Building the network
“Over the course of the National Broadband Plan, NBI is committed to connecting 54,000 farms across Ireland,” a spokesperson for NBI told the Irish Farmers Journal.
“As a wholesale, open-access provider, NBI is responsible for designing, building and operating the new fibre network under the National Broadband Plan, and the company makes the infrastructure available to every retail service provider (RSP) in the country.
“Hence, NBI publishes updates around how many premises are ‘passed’ and ready for connection, whereas the RSPs are responsible for connecting end-users and delivering the chosen broadband product.”
The NBI confirmed that take-up of connections on the NBI network is “above the industry average and is growing all the time”, supported service providers scaling their own demand stimulation activities in the intervention area and end-users becoming able to switch to the new network in line with when their previous broadband contracts expire.
A recent parliamentary question shows that the NBI had a target of having 60,000 homes, farms and businesses connected by the end of 2021. However, it will now only have around 35,000 connected, Minister of State at the Department of Communications Ossian Smyth said.
“The number of premises passed by the end of December will be in the order of 35,000, while between 50,000 and 60,000 premises will be able to order or pre-order a service by the end of the year,” he said.

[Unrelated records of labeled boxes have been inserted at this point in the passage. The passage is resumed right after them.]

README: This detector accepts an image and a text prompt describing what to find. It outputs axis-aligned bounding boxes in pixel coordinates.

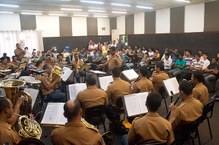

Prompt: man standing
[51,100,105,145]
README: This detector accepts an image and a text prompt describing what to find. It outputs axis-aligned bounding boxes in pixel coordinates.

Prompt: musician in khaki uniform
[100,46,123,71]
[191,71,209,105]
[0,97,24,145]
[36,63,66,102]
[106,68,131,106]
[132,66,153,93]
[76,74,107,110]
[51,100,105,145]
[128,93,174,145]
[151,62,169,92]
[72,53,86,83]
[169,81,203,144]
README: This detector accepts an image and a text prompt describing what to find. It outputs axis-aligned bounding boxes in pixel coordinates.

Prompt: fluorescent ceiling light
[112,11,127,14]
[73,14,88,17]
[88,10,106,13]
[0,4,19,8]
[94,15,108,18]
[111,3,131,7]
[61,8,82,11]
[176,0,190,3]
[21,12,42,15]
[0,11,14,14]
[80,0,104,5]
[136,6,153,10]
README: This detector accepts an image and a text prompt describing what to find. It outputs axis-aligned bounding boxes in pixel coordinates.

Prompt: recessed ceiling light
[112,11,127,14]
[73,14,88,17]
[176,0,190,3]
[0,11,14,14]
[0,4,19,8]
[136,6,153,10]
[111,3,131,7]
[61,8,82,11]
[80,0,104,5]
[21,12,42,15]
[88,10,106,13]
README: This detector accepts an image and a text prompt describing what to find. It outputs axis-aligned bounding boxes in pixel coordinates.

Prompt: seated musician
[37,64,66,102]
[128,93,174,145]
[72,54,86,83]
[0,97,24,145]
[132,66,153,93]
[76,74,107,110]
[99,47,123,71]
[169,81,203,144]
[151,62,169,92]
[51,100,105,145]
[191,71,209,105]
[106,68,131,121]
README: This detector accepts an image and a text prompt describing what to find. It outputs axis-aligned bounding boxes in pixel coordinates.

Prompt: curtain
[0,30,43,57]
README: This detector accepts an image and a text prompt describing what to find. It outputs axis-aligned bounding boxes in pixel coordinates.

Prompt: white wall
[72,17,87,36]
[134,13,145,34]
[156,8,170,33]
[117,16,125,34]
[36,16,60,37]
[0,14,21,31]
[97,18,110,35]
[184,3,205,32]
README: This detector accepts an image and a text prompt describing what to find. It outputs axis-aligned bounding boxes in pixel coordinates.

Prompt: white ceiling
[0,0,214,17]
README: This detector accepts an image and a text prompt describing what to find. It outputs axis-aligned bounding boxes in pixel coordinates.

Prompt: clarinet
[164,96,180,119]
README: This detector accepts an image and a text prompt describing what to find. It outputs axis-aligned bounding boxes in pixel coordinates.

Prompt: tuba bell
[1,79,32,115]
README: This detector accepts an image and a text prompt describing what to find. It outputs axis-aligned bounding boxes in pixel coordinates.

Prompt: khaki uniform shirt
[128,112,174,145]
[0,121,20,145]
[169,97,203,129]
[108,54,123,70]
[192,83,209,105]
[151,71,169,92]
[51,120,104,145]
[76,86,107,109]
[106,78,131,106]
[133,77,153,92]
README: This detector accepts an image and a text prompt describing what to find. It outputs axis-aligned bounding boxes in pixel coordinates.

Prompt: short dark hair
[112,67,121,78]
[146,93,162,112]
[179,80,193,95]
[86,74,97,86]
[0,97,10,113]
[64,100,81,120]
[192,71,205,82]
[139,66,148,77]
[156,61,164,71]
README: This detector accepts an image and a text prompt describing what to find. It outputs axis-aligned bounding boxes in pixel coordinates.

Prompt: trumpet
[14,113,42,139]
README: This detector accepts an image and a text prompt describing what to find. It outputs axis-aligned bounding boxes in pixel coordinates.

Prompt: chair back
[84,105,106,125]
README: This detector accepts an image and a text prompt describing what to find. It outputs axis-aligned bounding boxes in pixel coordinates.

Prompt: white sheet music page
[124,94,141,116]
[163,77,179,96]
[61,67,73,82]
[24,88,39,108]
[99,76,113,91]
[122,69,138,81]
[68,83,87,100]
[136,92,148,114]
[41,103,64,125]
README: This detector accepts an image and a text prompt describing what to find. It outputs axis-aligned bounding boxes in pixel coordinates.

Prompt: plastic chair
[84,105,106,131]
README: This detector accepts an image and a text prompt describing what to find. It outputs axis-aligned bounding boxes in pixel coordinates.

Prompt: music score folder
[123,92,148,117]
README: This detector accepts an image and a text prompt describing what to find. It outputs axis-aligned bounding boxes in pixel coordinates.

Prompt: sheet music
[68,83,87,100]
[61,67,73,82]
[99,76,113,91]
[163,77,179,96]
[24,88,39,108]
[124,92,148,116]
[41,103,67,125]
[122,69,138,81]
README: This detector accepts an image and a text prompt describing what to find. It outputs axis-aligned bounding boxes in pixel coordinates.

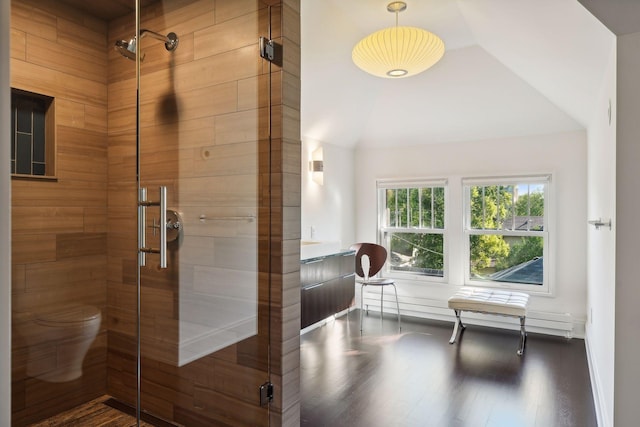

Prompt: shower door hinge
[260,381,273,406]
[259,37,282,67]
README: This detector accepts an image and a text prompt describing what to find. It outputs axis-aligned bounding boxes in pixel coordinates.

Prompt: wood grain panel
[11,59,107,107]
[11,0,58,41]
[56,233,107,259]
[193,9,267,59]
[216,0,265,24]
[10,28,27,61]
[11,0,108,426]
[26,34,107,84]
[11,206,84,235]
[11,234,56,264]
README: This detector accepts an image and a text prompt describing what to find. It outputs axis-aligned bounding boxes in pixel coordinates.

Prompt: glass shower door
[136,0,270,426]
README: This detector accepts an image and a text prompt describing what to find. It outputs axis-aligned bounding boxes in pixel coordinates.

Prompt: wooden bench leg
[449,310,466,344]
[518,316,527,356]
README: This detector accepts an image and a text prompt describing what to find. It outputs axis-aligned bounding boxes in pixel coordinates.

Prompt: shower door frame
[135,0,273,425]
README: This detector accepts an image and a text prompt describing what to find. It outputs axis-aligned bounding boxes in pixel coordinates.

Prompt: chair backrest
[350,243,387,278]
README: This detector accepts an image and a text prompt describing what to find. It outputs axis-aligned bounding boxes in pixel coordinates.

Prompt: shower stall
[10,0,299,427]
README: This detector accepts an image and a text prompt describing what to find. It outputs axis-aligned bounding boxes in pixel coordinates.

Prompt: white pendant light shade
[351,2,444,78]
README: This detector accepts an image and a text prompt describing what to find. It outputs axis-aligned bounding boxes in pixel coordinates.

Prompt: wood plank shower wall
[11,0,300,426]
[10,0,108,426]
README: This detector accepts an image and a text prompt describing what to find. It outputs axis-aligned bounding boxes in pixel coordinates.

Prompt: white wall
[301,138,355,248]
[355,132,587,336]
[585,39,617,427]
[0,0,11,427]
[612,32,640,427]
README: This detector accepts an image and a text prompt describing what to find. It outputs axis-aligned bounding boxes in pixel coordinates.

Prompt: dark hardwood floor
[300,310,597,427]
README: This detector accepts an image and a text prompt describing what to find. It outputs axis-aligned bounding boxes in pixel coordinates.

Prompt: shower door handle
[138,186,167,268]
[160,185,167,268]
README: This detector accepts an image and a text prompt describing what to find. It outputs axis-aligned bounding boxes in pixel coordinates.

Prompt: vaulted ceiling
[301,0,615,147]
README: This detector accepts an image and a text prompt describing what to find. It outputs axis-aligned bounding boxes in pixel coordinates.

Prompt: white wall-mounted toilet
[20,305,102,383]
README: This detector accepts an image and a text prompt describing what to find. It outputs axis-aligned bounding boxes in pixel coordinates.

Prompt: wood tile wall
[11,0,108,426]
[108,0,300,426]
[11,0,300,426]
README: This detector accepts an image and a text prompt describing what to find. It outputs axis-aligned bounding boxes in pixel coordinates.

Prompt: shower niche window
[11,88,55,177]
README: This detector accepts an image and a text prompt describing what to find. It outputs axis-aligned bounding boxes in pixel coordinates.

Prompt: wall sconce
[309,147,324,185]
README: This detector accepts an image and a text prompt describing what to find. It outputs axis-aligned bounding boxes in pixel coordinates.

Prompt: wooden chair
[350,243,402,331]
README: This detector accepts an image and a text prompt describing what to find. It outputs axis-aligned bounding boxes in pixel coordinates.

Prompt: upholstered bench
[449,287,529,356]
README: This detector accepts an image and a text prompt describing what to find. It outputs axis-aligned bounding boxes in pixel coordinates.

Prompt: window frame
[376,178,449,284]
[461,174,554,296]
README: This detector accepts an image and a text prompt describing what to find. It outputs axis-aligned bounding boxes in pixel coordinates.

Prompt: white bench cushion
[449,287,529,317]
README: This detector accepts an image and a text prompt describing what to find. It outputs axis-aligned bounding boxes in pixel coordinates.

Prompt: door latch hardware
[260,381,273,406]
[259,37,282,67]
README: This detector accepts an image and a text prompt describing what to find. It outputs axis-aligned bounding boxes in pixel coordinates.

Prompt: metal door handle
[160,185,167,268]
[138,188,147,267]
[138,186,167,268]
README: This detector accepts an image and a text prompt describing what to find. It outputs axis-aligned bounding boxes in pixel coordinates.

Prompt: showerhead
[116,37,136,61]
[115,29,178,61]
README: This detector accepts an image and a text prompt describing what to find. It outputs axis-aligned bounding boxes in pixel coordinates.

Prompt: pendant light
[351,1,444,78]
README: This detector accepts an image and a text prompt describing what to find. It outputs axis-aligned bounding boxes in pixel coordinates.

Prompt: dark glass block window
[11,90,52,176]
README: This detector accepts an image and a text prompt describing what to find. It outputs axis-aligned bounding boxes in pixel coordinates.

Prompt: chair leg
[391,284,402,331]
[360,284,367,332]
[517,316,527,356]
[449,310,466,344]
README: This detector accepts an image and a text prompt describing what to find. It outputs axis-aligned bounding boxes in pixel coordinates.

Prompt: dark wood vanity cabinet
[300,251,355,328]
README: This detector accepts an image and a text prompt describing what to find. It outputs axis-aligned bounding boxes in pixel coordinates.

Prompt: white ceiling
[301,0,615,147]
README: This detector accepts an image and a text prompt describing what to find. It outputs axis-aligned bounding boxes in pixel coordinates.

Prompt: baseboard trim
[584,333,612,427]
[364,293,585,339]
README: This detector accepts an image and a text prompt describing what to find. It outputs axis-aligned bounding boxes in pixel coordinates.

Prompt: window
[378,181,446,278]
[463,176,551,292]
[11,89,55,177]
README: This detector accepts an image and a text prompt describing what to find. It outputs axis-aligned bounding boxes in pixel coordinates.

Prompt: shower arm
[140,29,178,50]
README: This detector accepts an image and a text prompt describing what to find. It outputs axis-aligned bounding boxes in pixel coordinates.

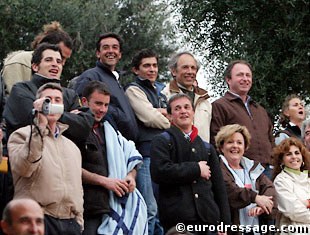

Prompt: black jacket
[75,61,138,141]
[151,126,230,227]
[80,123,110,218]
[3,74,94,144]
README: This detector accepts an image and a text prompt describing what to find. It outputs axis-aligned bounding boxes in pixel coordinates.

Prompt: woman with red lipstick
[215,124,277,234]
[275,94,306,145]
[273,137,310,234]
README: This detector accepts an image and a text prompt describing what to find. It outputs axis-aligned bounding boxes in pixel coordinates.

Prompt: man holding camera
[3,43,94,144]
[8,83,83,235]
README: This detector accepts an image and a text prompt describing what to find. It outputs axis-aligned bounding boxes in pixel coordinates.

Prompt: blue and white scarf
[97,121,148,235]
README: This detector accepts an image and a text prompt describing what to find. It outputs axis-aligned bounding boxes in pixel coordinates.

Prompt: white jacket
[274,168,310,235]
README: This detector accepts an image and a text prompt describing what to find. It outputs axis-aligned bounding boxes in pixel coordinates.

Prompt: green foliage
[0,0,175,84]
[174,0,310,116]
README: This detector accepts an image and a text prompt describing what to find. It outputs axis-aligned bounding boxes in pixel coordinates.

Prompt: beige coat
[8,123,83,226]
[162,79,212,142]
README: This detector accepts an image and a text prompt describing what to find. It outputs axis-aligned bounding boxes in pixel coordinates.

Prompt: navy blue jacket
[151,126,230,227]
[74,61,138,141]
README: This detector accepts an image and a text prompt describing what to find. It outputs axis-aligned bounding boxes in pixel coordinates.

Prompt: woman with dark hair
[273,137,310,235]
[275,94,306,145]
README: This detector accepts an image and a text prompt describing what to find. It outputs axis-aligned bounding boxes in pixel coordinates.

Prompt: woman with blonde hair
[273,137,310,235]
[215,124,277,234]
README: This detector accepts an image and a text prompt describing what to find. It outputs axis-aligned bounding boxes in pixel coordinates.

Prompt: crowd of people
[0,22,310,235]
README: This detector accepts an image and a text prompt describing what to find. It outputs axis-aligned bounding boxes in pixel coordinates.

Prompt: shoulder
[4,50,33,63]
[273,171,293,186]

Independent TD Denis Naughton said it was deeply disappointing that revised targets set just last September will not be reached by the end of December.
“In reality, this means there is a further delay in the delivery of broadband to homes, which is now running 12 months behind target - six months more than was admitted to just last September.
“These delays are due, at least in part, to the failure of Government over the last two years to address bottlenecks within the planning and regulatory system,” he said.